Mais qu’est-ce qui ne va plus, alors, dans la vision qu’une certaine droite a de la France ? La montée des communautarismes, l’immigration clandestine, les crispations identitaires ? Admettons. Mais d’où viennent ces phénomènes, qui les a créés ? Quand les inégalités se sont creusées en vingt ans à un point tel que les trentenaires sont la première génération à vivre moins bien que la précédente, quand il se met à exister de fait plusieurs France, à cause de différences de revenus telles que des populations ne se croiseront plus jamais, même symboliquement, autour de grands événements fédérateurs, on est bien obligé d’appeler à la rescousse une identité nationale devenue hypothétique. Surtout pour faire oublier que cette fragmentation de la société est essentiellement due à des politiques libérales dont les maîtres d’œuvre ont tout intérêt à affronter des groupes divisés par des critères ethniques ou religieux plutôt qu’une classe qui aurait conscience d’elle-même.
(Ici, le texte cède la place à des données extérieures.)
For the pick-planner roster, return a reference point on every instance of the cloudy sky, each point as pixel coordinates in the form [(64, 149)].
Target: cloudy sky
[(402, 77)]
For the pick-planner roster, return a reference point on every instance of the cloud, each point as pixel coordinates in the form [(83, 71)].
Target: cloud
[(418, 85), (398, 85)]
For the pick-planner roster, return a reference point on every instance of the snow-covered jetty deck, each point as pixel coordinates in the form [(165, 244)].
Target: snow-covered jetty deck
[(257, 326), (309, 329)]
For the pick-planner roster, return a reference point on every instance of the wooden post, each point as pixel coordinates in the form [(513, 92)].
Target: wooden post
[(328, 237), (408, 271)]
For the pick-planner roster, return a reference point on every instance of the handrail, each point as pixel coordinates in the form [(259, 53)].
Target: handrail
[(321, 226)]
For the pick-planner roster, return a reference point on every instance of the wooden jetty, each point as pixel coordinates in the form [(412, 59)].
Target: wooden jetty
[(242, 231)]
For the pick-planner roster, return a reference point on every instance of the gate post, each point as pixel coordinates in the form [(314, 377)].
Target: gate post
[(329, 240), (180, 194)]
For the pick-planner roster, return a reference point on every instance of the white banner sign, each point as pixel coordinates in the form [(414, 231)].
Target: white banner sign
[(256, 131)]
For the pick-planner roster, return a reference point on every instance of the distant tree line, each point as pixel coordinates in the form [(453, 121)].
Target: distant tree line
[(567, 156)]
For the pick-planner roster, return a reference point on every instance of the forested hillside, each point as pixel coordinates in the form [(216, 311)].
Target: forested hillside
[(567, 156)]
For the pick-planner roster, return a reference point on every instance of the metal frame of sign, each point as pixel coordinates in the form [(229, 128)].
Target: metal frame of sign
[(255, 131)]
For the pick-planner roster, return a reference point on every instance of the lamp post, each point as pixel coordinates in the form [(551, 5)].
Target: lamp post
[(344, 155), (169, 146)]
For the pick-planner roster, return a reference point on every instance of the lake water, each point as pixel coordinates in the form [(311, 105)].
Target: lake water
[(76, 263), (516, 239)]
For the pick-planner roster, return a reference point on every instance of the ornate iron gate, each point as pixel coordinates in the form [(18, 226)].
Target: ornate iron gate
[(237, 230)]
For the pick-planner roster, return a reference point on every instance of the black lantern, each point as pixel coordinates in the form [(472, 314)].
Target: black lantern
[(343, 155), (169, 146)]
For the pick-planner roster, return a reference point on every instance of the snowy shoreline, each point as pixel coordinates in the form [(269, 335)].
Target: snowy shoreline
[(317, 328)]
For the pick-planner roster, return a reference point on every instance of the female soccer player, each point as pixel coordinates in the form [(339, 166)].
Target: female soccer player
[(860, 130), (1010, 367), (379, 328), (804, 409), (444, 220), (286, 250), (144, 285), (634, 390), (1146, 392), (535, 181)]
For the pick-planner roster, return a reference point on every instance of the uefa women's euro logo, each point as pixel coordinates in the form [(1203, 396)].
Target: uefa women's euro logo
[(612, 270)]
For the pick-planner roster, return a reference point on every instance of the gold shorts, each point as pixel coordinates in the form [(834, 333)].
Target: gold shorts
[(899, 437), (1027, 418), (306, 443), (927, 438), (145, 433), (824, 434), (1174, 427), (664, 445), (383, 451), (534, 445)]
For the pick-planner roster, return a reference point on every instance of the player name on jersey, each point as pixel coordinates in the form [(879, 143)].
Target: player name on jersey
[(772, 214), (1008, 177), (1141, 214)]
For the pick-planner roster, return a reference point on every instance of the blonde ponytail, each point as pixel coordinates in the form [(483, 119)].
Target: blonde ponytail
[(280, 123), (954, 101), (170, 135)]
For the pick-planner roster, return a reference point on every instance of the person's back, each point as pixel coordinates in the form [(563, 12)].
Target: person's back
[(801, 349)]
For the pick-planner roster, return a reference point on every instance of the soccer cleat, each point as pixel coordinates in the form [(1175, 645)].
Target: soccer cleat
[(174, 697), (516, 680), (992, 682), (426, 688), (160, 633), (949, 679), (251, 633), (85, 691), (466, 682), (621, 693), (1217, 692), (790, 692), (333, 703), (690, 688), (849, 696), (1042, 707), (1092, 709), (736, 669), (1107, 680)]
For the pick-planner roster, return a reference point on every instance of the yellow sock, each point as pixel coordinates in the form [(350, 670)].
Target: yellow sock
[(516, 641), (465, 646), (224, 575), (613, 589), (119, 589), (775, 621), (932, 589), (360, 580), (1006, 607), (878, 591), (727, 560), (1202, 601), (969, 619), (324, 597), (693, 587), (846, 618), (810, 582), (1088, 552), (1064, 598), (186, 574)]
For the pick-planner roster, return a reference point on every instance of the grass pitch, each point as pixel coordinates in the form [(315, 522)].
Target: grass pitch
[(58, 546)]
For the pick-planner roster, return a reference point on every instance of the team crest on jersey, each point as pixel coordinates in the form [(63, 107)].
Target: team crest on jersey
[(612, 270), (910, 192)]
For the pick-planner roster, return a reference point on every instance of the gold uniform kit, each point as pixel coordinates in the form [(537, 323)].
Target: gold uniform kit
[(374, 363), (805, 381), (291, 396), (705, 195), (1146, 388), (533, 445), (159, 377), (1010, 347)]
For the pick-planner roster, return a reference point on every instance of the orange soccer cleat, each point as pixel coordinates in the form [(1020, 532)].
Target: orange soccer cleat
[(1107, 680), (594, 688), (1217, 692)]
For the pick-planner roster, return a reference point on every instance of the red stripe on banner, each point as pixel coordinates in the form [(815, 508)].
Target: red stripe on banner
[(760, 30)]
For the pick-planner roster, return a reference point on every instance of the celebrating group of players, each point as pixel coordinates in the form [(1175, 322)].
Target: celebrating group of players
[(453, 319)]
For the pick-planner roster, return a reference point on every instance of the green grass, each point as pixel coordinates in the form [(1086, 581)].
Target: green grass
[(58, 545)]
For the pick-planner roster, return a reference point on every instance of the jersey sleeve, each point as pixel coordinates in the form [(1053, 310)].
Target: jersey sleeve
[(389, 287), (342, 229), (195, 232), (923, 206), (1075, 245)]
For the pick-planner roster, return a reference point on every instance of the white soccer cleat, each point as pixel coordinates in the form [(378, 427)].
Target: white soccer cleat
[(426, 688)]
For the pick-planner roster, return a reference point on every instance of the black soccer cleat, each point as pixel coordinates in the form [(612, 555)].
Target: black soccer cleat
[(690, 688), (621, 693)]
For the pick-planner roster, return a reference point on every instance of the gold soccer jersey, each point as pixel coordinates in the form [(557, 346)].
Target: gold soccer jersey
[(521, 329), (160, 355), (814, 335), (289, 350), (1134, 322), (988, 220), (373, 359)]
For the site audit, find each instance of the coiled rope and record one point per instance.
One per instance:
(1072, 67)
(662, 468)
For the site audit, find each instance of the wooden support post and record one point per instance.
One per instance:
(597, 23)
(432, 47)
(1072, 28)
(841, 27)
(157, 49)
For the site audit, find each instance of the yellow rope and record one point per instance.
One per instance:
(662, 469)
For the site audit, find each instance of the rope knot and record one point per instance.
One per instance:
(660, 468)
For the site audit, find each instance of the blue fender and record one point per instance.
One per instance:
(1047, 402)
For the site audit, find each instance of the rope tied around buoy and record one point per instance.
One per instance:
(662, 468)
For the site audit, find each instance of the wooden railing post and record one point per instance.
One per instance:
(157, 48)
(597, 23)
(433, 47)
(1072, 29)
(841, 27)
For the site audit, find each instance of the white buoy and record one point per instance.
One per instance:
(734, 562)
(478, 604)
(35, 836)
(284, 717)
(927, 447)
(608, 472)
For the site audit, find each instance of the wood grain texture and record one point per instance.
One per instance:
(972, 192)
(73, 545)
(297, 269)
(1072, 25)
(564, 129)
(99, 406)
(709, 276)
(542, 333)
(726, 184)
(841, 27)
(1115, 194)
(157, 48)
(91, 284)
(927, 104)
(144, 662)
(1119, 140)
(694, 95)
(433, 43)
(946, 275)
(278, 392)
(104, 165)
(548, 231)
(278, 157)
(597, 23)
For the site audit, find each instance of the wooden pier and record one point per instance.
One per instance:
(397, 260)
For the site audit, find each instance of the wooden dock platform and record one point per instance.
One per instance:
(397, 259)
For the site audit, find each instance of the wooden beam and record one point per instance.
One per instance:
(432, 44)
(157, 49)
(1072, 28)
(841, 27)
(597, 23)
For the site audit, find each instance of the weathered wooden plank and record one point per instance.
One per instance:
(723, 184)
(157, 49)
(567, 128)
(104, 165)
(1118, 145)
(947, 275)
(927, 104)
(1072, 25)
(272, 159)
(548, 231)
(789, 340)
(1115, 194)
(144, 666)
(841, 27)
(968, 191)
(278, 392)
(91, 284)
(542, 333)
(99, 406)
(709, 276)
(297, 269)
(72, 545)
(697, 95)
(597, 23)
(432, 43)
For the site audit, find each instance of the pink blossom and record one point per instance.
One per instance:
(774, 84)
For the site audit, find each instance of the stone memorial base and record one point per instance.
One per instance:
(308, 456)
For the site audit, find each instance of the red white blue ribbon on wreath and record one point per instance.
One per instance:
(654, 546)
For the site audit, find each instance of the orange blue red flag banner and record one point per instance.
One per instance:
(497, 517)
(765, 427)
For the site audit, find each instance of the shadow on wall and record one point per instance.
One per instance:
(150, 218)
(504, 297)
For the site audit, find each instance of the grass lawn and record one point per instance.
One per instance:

Le libéral parle d’identité nationale alors qu’il préfère toujours, malgré ses dénégations, une mosquée salafiste qui fait elle-même sa police dans les quartiers à un syndicat qui réclamera son dû dans la répartition des richesses. Délicieuse schizophrénie.
Et puis l’identité nationale, ça dépend qui en parle. C’est comme pour ces mots d’amour un peu crus que peuvent employer les amants et qui deviennent, hors contexte, de banales obscénités.
Finalement, l’identité nationale sera retrouvée quand on n’aura plus besoin de l’invoquer. Elle devrait être comme Dieu dans sa création : présente partout, visible nulle part.[/access]
Causeur ne vit que par ses lecteurs, c’est la seule garantie de son indépendance.
Pour nous soutenir, achetez Causeur en kiosque ou abonnez-vous !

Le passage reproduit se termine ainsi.